Cazes then "cooled" this steady-state model in a manner that is described
in Chapter 5 of his dissertation. (This portion of the simulation has
not been submitted for formal publication.) Here is a movie illustrating
the last phase of this cooling evolution:
[This Quicktime movie is 8.514 MBytes in size.]
A more detailed discussion of this "cooling" evolution is presented on the following URL: http://www.phys.lsu.edu/astro/movie_captions/fission.html. A few additional movie sequences that illustrate the internal flow of this system can also be found linked to this URL.
This initially axisymmetric configuration is dynamically unstable toward the
development of a so-called bar-mode instability. You'll note, however,
that in this case the unstable eigenfunction has much less of a spiral
character than "Model A," shown above. Here is the movie
that shows the nonlinear development of this instability as viewed
from the inertial reference frame:
[This Quicktime movie is 10.8 MBytes in size.]
This model also settles down into a nearly steady-state, rotating bar-like configuration that, for all intents and purposes is a compressible analog of a Riemann ellipsoid. It evolves to this configuration with much less fan-fare, however; very little mass or angular momentum is shed in the equatorial plane. This indicates to us that the initially selected distibution of angular momentum in this model (uniform vortensity) is fairly well suited to a barlike configuration.
In order to illustrate how close this configuration was to a steady-state
system, Cazes shifted the simulation into a frame of reference that was
rotating with the pattern speed of the bar, then extended the evolution
for several more pattern rotation periods. Here is the movie
showing this segment of the evolution:
[This Quicktime movie is 14.1 MBytes in size.]
For additional properties of this system, both at the start and at the end of this movie, see Table 3 of CT00.
This initially axisymmetric configuration is dynamically unstable toward the
development of a so-called bar-mode instability. Here is the movie
that shows the nonlinear development of this instability, as viewed from
the inertial reference frame:
[This Quicktime movie is 17.4 MBytes in size.]
This model's evolution is similar to Cazes' Model B evolution.
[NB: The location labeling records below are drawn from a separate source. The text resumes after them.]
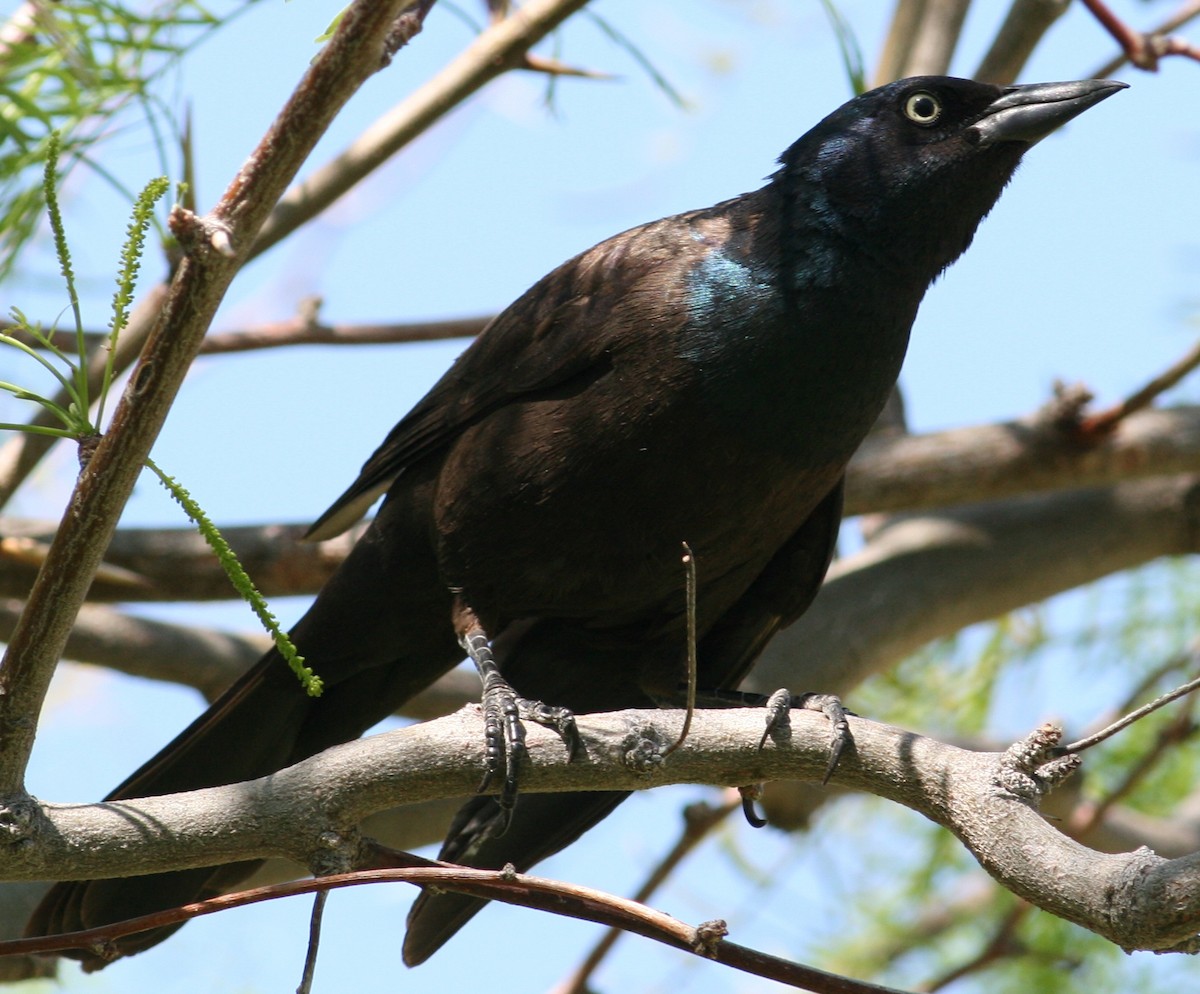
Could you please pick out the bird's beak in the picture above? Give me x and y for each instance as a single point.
(1031, 112)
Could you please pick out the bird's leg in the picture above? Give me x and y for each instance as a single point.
(504, 711)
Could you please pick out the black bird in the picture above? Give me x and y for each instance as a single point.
(703, 378)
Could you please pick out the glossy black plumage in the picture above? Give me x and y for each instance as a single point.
(703, 378)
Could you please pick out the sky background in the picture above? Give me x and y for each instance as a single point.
(1086, 271)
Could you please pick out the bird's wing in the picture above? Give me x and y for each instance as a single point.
(561, 329)
(777, 598)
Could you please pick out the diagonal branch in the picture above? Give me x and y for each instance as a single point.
(355, 52)
(988, 800)
(501, 47)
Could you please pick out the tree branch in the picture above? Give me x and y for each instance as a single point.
(354, 53)
(1137, 900)
(501, 47)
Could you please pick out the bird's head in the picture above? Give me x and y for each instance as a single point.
(921, 161)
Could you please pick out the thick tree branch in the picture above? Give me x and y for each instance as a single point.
(1137, 900)
(925, 578)
(989, 462)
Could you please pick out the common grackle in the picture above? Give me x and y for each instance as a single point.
(703, 378)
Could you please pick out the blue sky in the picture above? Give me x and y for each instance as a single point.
(1085, 271)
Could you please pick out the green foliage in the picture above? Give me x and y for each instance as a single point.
(851, 54)
(75, 419)
(930, 915)
(78, 67)
(240, 580)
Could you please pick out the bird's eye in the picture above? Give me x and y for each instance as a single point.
(923, 108)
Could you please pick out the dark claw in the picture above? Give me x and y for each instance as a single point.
(750, 794)
(504, 746)
(779, 706)
(557, 718)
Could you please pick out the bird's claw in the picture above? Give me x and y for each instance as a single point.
(504, 741)
(779, 706)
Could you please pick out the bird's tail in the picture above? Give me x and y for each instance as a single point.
(377, 635)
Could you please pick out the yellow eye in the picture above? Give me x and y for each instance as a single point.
(923, 108)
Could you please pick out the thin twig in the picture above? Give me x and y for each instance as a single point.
(303, 330)
(699, 820)
(1107, 420)
(689, 568)
(1023, 30)
(1144, 49)
(1087, 815)
(534, 892)
(501, 47)
(310, 960)
(1133, 716)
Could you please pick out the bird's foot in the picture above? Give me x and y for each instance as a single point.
(780, 704)
(504, 740)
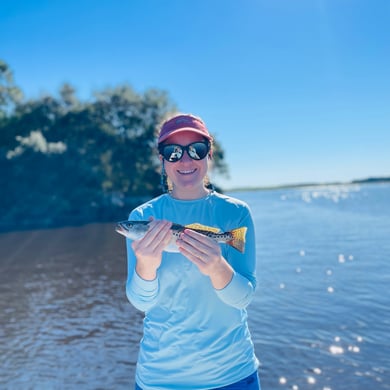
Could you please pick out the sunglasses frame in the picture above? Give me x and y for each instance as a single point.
(185, 148)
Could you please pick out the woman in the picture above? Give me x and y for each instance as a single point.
(195, 328)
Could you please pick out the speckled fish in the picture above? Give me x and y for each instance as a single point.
(137, 229)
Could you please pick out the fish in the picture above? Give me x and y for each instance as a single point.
(137, 229)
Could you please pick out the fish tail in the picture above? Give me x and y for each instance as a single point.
(238, 239)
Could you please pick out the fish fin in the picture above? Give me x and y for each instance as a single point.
(238, 240)
(198, 226)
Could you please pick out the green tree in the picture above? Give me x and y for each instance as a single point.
(63, 160)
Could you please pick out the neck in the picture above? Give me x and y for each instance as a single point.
(190, 193)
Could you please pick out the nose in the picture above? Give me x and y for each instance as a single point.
(186, 157)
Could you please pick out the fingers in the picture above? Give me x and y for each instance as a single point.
(157, 236)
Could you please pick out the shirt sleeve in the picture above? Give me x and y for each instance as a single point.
(141, 293)
(241, 289)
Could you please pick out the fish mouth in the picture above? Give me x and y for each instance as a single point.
(187, 171)
(120, 229)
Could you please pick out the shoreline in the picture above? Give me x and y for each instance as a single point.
(371, 180)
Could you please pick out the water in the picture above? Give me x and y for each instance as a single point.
(320, 318)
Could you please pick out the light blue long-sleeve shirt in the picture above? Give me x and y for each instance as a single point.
(195, 337)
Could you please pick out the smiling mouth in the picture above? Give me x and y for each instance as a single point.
(189, 172)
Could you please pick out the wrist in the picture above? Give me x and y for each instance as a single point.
(146, 273)
(222, 276)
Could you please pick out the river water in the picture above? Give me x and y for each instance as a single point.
(320, 318)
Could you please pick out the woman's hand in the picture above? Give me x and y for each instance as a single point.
(148, 249)
(206, 254)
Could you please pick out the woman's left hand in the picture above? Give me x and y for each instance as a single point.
(206, 254)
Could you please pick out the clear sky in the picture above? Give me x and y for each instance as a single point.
(294, 90)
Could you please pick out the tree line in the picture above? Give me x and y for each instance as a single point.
(66, 161)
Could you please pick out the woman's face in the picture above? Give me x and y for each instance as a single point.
(186, 175)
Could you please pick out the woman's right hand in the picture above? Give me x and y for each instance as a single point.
(148, 249)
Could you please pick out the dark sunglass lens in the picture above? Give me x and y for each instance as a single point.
(198, 150)
(172, 153)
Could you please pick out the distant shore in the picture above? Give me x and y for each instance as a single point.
(370, 180)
Its differences can be attributed to two things: (a) This model has a higher initial value of T/|W|, so it has more of a spiral eigenfunction and its nonlinear deformation is a bit more severe. (b) This model filled a larger fraction of the grid (radially) initially, so when it expanded, it hit the edge of the grid and some of the mass/angular momentum was lost off of the grid.
Shangli "cooled" this model in the same manner as John Cazes had cooled
his "model A" earlier. But he cooled it a bit more slowly than the
earlier model. Here is a movie illustrating this entire "cooling"
evolution as viewed from a frame rotating with the initial pattern
frequency of the bar:
[This Quicktime movie is 12.946 MBytes in size.]
Note, as of 28 July 2002, we have not finished evolving this system. It looks like the "binary" amplitude is still slowly growing and, as expected, the pattern frequency is continuing to get higher as the system contracts.
This initially axisymmetric configuration is dynamically unstable toward the
development of a so-called bar-mode instability. Here is the movie
that shows the nonlinear development of this instability, as viewed from
the inertial reference frame:
[This Quicktime movie is 10.264 MBytes in size.]
Note that as of 28 July 2002, we are still running this evolution. It looks like the system is near its steady-state configuration and is therefore is almost ready to "cool."